Scrappy Weapon: The Tripmines in the first game, the sub machine gun in the second. The tripmines were this because they were functionally useless since most enemies moved so fast, only being really useful on the last boss gargantua you face, on Xen. The sub machine gun in the second game seems powerful and fun to use at first, but later when the combine soldiers start coming in, it becomes painfully obvious that it is inaccurate and weak, not even scratching combine soldiers.
Half-Life 2 has "Lambda Locator" where you gotta find all 45 of the bonus stashes throughout the game. Looking for the last few will drive anyone crazy.
Half-Life 2's Episode 2 has some pretty nasty achievements.
"Little Rocket Man" for example, the lengths to which you have to go to get a garden gnome from the start of the game to the end of the game are obscene, especially during the car segment.
Even worse are "Get Some Grub" and "Neighborhood Watch." The former is hard because it requires you to kill each and every Antlion Grub in the game, which number more than 300, with some of them being very easy to miss. The latter is difficult because it requires you to complete the Boss Rush without losing any of the major structures. Completing the Boss Rush is difficult enough on its own, but with the extra challenge, it's nigh-impossible. To give some perspective, while 3% of everyone who owns Episode 2 on Steam have completed "Little Rocket Man," only 2.7% have earned "Neighborhood Watch," and a measly 1.7% have earned "Get Some Grub."
That One Boss: The Gonarch, which also doubles as That One Level. The same goes for the Nihilanth, and really, the entirety of Xen is "That One Level". The massed Striders you face at the end of Episode 2, as well. Hunters EVERYWHERE, Magnusson whingeing at you constantly and the Magnusson devices are just so easily prised off by Hunters: That One Level sandwiched right between a great game and a jaw-dropping ending. Gnnn.

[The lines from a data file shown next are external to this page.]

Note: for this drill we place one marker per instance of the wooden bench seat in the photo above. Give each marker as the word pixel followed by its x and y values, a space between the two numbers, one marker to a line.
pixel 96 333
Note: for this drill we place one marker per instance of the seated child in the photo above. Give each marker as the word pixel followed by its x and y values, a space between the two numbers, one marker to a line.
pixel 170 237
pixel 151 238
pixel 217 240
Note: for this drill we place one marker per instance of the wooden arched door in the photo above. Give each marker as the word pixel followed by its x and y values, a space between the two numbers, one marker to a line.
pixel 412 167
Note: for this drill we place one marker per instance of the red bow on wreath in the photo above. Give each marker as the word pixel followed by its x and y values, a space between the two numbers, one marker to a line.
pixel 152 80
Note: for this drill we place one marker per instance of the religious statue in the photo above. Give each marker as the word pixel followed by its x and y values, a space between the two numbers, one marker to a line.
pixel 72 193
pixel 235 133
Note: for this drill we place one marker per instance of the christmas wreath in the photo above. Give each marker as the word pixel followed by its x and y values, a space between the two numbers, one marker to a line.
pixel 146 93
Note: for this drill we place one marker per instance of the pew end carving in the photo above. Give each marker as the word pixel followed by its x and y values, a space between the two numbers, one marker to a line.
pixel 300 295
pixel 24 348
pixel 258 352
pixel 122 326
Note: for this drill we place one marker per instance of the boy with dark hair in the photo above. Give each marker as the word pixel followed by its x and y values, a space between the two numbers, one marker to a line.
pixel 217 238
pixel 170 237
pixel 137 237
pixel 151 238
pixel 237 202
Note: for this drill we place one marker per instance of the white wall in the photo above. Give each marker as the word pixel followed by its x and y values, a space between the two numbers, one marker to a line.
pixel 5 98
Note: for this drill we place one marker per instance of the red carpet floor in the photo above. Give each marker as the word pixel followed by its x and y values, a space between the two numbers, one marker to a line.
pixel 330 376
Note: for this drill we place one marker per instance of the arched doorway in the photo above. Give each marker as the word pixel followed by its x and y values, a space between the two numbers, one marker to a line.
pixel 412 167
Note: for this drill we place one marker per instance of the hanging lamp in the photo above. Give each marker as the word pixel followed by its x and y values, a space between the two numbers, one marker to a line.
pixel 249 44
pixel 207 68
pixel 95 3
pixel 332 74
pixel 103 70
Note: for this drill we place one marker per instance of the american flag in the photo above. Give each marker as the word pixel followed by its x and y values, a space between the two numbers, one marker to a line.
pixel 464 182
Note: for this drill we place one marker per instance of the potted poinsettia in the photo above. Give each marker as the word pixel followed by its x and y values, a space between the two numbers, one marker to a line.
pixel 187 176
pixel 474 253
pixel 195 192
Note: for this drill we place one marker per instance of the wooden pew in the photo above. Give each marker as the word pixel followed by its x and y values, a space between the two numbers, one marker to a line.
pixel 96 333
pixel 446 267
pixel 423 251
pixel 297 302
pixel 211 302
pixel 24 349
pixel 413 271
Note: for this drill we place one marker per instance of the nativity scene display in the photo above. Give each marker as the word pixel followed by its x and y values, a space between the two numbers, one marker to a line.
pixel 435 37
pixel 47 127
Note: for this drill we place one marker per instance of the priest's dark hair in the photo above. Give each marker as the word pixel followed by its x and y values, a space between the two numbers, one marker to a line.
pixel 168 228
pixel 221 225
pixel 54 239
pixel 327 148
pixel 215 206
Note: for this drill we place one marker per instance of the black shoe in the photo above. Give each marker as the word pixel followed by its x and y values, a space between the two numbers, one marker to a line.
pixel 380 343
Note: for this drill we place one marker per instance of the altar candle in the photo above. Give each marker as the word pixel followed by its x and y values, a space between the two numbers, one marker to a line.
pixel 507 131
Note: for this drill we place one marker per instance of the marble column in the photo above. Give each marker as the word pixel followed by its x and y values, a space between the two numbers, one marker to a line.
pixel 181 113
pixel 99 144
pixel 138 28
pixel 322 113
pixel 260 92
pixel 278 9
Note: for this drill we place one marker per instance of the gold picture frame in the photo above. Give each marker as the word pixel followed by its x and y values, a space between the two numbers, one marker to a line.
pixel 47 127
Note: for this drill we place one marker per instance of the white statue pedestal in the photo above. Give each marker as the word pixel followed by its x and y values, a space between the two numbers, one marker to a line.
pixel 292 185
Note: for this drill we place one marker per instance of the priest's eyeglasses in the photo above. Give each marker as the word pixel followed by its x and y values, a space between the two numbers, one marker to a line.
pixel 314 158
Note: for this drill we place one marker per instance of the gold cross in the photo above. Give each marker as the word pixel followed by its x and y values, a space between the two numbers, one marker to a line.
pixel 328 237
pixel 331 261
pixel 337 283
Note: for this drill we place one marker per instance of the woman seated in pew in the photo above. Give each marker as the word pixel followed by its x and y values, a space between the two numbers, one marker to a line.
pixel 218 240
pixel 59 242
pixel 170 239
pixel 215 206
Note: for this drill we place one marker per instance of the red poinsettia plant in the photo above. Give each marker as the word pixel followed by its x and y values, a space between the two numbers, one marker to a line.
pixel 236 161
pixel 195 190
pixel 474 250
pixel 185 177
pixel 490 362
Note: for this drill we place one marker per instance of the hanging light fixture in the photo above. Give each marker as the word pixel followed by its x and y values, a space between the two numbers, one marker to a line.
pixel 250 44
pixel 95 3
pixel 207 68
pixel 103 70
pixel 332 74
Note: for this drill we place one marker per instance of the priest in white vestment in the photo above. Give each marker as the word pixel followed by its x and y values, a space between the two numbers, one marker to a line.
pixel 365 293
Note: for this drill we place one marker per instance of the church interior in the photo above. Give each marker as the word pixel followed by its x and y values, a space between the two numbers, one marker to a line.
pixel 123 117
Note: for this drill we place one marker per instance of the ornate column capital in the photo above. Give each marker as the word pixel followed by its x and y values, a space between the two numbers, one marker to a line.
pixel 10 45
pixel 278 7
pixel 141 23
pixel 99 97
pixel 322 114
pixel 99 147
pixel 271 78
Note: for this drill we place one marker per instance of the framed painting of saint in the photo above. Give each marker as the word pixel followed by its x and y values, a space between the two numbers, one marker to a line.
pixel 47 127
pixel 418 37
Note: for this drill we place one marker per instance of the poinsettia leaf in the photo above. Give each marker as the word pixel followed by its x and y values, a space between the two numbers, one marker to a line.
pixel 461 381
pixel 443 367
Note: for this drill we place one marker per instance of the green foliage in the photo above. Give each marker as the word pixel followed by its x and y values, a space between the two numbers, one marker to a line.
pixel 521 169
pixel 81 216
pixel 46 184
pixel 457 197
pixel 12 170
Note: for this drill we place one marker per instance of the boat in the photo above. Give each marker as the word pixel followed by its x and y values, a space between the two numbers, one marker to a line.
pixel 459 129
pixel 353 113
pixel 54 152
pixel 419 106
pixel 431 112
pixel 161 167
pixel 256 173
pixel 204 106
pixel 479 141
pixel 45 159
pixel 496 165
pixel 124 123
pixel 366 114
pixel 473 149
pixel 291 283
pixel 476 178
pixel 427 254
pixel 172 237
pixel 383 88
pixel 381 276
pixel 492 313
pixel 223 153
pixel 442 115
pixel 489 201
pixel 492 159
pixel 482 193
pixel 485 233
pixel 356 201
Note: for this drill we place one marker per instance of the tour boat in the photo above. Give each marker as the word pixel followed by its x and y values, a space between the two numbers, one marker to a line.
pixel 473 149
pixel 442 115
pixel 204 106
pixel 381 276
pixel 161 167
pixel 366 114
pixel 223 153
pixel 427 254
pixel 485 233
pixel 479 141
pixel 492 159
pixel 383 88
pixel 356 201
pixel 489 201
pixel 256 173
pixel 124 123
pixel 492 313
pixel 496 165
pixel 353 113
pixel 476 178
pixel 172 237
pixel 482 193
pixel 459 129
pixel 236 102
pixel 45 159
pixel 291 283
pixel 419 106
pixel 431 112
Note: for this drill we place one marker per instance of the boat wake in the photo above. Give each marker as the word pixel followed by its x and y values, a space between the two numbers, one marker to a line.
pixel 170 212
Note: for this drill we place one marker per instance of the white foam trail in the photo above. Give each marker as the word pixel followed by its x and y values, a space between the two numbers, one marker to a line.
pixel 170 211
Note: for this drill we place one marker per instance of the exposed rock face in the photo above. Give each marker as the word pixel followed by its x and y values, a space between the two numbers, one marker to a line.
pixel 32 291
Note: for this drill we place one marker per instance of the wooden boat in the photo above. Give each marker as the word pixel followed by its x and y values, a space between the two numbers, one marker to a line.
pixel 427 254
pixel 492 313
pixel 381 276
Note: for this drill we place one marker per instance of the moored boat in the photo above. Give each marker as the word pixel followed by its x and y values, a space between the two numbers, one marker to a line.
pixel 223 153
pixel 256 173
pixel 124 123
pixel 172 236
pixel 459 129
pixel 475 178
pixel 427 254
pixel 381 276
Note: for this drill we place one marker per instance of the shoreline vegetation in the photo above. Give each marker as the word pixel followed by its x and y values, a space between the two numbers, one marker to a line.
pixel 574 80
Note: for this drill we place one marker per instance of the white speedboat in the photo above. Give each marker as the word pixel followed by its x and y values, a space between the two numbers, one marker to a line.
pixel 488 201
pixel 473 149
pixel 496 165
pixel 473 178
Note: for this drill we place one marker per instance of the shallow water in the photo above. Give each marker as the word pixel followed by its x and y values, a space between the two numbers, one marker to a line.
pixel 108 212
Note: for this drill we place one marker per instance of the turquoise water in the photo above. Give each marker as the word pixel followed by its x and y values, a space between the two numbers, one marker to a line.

Striders go from being the symbol of unstoppable oppression, to Boss in Mook Clothing, to two-hit takedowns over the course of the Half-Life 2 games (by the end of Episode Two, their miniature counterparts are actually considerably more dangerous).
Averted in Episode One, where a single Strider at the end is deadly beyond measure.
The Combine could fit this. Considering they are a multiverse empire with technology far ahead of ours, sounds powerful, their biggest threat? An average joe with a crowbar, suddenly they sound way less powerful/intimidating.
In fact, the military forces of the Combine, which were able to defeat the entire combined military strength of all of Earth's nations in seven hours, end up losing to a bunch of resistance fighters with scavenged weapons and no access to air support, mechanized armor, or artillery.